Simple solutions that are capable of solving a large number of problems ignite the creativity side of the engineers. Hadoop is a great system, developed around a single operation called map-reduce. It is simple enough to be understood by many people and generic enough to solve many problems. For a long time, people believed that Hadoop can be good at solving many problems with different computations requirements. People wrote machine learning libraries around Hadoop and many research papers were published that either showcased how to get good results from Hadoop or improve Hadoop to achieve better performance. All these efforts are mostly abandoned and people no longer view Hadoop as a computation platform. Now, its use is mostly restricted to the use of HDFS part of it to manage large amounts of data.
All this is not Hadoop’s fault, and I repeat it is a wonderfully engineered system and has been used by many to solve everyday problems. There are two points I would like to address here and they are
- Hadoop design is generic enough to solve many problems
- Hadoop design is too generic to efficiently solve many problems
These two points go hand in hand with the rise of Hadoop and the fall of Hadoop as a computing platform.
Now let’s examine the core of what map-reduce offers. It offers three things. A task called map, a network and disk-based operation called shuffle and another task called reduce. A program starts with the map task. The map task can read data and produce a [Key, Value] output. This output is sent through the shuffle operation and presented to the reduce task. The power of the map-reduce paradigm lies with the shuffle operation. Otherwise, it will be just two tasks called map and reduce and there will be no value added in a distributed environment.
In a distributed environment the network operations are the most important aspect as they define the type of programs possible. In the context of later engines such as Spark or Flink, we can say Hadoop offered two tasks with a fixed shuffle operation between them. With Spark and Flink, one can use different operations between the tasks.
Now let’s look at the semantics of the shuffle operation. Shuffle is an all-to-all operation meaning, data in one parallel task instance can be distributed to all the tasks involved in the computation. In the map-reduce case, one map instance can generate data that can potentially be distributed to all the other tasks. With map-reduce, the distribution is based on a key associated with each tuple.
In parallel computing, several operations are widely used. These are
These operations are sufficient to program a large chunk of the parallel applications. As you can see map-reduce implemented only the AllToAll from these sets of operations. In the map-reduce implementation of AllToAll (shuffle), it is generic enough to act as other operations. Let’s look at how one can simulate these operations with the shuffle operation.
- Reduce — Use the same key from all the map tasks.

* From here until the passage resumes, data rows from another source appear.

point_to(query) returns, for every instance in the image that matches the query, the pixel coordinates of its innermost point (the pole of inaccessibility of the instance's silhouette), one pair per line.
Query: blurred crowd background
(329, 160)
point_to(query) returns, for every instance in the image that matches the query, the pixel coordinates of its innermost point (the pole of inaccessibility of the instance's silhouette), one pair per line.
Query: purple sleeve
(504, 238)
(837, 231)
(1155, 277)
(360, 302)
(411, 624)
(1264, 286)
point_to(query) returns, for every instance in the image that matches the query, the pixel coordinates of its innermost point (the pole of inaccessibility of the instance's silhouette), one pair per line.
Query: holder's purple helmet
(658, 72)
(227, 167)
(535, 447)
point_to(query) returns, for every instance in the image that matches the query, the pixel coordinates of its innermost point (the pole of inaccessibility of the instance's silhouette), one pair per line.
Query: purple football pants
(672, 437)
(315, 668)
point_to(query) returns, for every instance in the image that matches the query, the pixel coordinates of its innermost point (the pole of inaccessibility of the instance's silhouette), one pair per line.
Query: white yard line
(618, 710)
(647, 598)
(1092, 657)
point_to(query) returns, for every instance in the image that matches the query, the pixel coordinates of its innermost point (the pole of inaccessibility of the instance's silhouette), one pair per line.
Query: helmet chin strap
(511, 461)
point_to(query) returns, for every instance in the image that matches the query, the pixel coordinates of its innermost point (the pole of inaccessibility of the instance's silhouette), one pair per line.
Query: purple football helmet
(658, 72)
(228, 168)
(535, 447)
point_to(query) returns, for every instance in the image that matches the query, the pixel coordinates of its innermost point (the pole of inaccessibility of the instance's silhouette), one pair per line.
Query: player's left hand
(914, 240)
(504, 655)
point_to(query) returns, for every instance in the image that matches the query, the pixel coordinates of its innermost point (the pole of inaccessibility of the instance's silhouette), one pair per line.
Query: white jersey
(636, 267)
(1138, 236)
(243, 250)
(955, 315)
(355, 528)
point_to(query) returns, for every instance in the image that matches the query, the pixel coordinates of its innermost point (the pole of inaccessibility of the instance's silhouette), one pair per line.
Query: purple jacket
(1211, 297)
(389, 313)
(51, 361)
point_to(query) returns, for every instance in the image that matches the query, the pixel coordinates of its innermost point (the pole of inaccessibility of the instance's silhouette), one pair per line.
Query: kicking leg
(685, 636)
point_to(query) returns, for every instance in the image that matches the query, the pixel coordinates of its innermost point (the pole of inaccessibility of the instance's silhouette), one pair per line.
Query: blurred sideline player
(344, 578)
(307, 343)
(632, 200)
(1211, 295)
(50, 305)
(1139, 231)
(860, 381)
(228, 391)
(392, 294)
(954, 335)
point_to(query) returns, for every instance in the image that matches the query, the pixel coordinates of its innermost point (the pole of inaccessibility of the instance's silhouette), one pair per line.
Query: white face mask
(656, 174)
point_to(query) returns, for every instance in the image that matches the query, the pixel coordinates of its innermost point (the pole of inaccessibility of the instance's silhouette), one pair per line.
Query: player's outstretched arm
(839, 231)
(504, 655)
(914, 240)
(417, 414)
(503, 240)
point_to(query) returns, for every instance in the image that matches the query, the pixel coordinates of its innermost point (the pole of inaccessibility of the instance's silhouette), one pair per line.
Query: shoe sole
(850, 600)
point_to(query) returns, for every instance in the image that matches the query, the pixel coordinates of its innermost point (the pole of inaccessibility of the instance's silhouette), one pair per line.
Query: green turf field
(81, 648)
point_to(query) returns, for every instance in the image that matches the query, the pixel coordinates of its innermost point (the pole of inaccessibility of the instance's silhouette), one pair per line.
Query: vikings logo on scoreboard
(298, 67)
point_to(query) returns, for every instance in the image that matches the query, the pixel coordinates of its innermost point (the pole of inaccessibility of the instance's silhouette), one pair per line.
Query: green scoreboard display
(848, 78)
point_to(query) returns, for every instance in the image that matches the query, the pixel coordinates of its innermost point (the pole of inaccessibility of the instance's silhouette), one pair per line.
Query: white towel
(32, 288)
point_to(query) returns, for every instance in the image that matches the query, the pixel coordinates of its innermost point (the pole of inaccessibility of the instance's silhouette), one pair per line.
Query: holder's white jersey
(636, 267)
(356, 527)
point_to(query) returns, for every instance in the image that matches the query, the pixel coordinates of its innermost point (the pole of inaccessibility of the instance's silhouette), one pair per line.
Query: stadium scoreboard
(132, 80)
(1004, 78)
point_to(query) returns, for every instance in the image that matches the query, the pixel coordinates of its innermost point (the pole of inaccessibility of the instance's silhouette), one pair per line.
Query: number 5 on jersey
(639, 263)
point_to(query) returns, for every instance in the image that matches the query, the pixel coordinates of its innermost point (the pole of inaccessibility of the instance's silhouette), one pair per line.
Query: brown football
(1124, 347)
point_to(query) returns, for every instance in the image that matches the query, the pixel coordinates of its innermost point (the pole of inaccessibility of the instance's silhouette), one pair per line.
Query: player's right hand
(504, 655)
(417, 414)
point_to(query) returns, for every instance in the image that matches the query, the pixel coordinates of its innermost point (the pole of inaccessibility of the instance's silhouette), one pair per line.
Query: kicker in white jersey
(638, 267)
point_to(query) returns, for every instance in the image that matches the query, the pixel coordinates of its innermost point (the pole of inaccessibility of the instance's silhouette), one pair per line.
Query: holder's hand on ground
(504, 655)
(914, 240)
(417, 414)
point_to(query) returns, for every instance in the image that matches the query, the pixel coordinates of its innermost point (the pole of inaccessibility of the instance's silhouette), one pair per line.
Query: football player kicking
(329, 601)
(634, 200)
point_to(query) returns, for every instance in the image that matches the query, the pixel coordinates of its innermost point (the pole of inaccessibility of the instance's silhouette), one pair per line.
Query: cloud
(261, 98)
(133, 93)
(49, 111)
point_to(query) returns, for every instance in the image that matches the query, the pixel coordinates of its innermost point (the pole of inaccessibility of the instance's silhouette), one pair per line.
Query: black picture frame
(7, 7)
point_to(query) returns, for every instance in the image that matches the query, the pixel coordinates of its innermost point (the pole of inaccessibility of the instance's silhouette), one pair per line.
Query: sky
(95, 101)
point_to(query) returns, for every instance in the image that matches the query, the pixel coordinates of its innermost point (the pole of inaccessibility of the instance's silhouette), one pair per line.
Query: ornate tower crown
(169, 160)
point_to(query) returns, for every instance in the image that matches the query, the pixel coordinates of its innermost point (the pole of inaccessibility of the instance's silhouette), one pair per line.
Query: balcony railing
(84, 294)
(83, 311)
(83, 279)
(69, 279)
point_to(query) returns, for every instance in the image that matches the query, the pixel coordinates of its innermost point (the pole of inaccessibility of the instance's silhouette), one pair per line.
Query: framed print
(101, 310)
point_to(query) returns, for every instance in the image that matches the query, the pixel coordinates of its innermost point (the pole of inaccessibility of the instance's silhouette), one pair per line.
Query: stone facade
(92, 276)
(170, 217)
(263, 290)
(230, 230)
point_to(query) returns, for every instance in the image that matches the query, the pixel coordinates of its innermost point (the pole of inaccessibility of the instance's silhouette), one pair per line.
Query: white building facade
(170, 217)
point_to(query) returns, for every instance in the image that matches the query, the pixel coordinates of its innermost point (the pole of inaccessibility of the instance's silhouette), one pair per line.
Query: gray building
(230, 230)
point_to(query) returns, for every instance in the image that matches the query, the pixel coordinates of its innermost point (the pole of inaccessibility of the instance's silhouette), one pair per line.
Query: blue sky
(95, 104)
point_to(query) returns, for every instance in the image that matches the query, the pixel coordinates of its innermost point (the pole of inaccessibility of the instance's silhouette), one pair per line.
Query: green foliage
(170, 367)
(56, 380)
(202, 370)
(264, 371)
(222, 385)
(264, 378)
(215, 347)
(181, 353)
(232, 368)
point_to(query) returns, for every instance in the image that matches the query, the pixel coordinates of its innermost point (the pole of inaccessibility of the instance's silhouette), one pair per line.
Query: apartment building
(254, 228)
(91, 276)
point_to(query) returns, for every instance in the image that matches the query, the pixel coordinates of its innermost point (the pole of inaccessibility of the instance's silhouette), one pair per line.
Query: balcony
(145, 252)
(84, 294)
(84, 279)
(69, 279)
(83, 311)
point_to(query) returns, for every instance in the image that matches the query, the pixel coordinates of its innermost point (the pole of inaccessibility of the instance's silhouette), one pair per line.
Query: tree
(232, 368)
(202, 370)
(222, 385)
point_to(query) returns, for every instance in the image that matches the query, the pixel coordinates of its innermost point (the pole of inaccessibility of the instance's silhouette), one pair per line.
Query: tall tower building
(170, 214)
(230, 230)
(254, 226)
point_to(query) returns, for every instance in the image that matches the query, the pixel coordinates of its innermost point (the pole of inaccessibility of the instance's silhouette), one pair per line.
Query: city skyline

This will send the values to one reduce task and we can do a reduction of all values
- AllReduce — Used in iterative cases, use as in Reduce and save the value to HDFS, essentially making it available to all the tasks.
- Gather — Use the same key from all the map tasks without a reduce function.
- AllGather — Same as in the AllReduce case. Save the values to HDFS.
- Broadcast — Hadoop provides a broadcast operation. Also one can save the values to HDFS to make them available to every task.
- AllToAll — This is the shuffle operation.
- Scatter — Use the keys to scatter values.
Hadoop developers generalized the shuffle operation using the above workarounds to write rich applications.
Programmers who study parallel computing in HPC environments know that there are separate operations for a reason. Otherwise, they could also use the same AllToAll operation. These operations use different mechanisms to optimize their performance. The way reduce operation is implemented is different from the way AllToAll operation is implemented. Even different implementations are used within a single operation depending on the size of the messages. Using the same operation for all the cases, means we are using an implementation targetted towards one type of data distribution to another data distribution pattern. This makes a huge difference in performance and there is a large amount of research behind this.
Imagine we designed a well-built large truck that can carry stones, people or children. We can use it for anything, but as we know, going to work daily in a truck doesn’t make sense. Hadoop is that large truck for distributed data applications. Hadoop’s shuffle operation is generic enough to be used in many applications but it is too generic to be efficient enough to be used in all the computing problems. This is the reason for its rise and fall as a computation platform. If you are only doing pure shuffle operations Hadoop is still a good solution.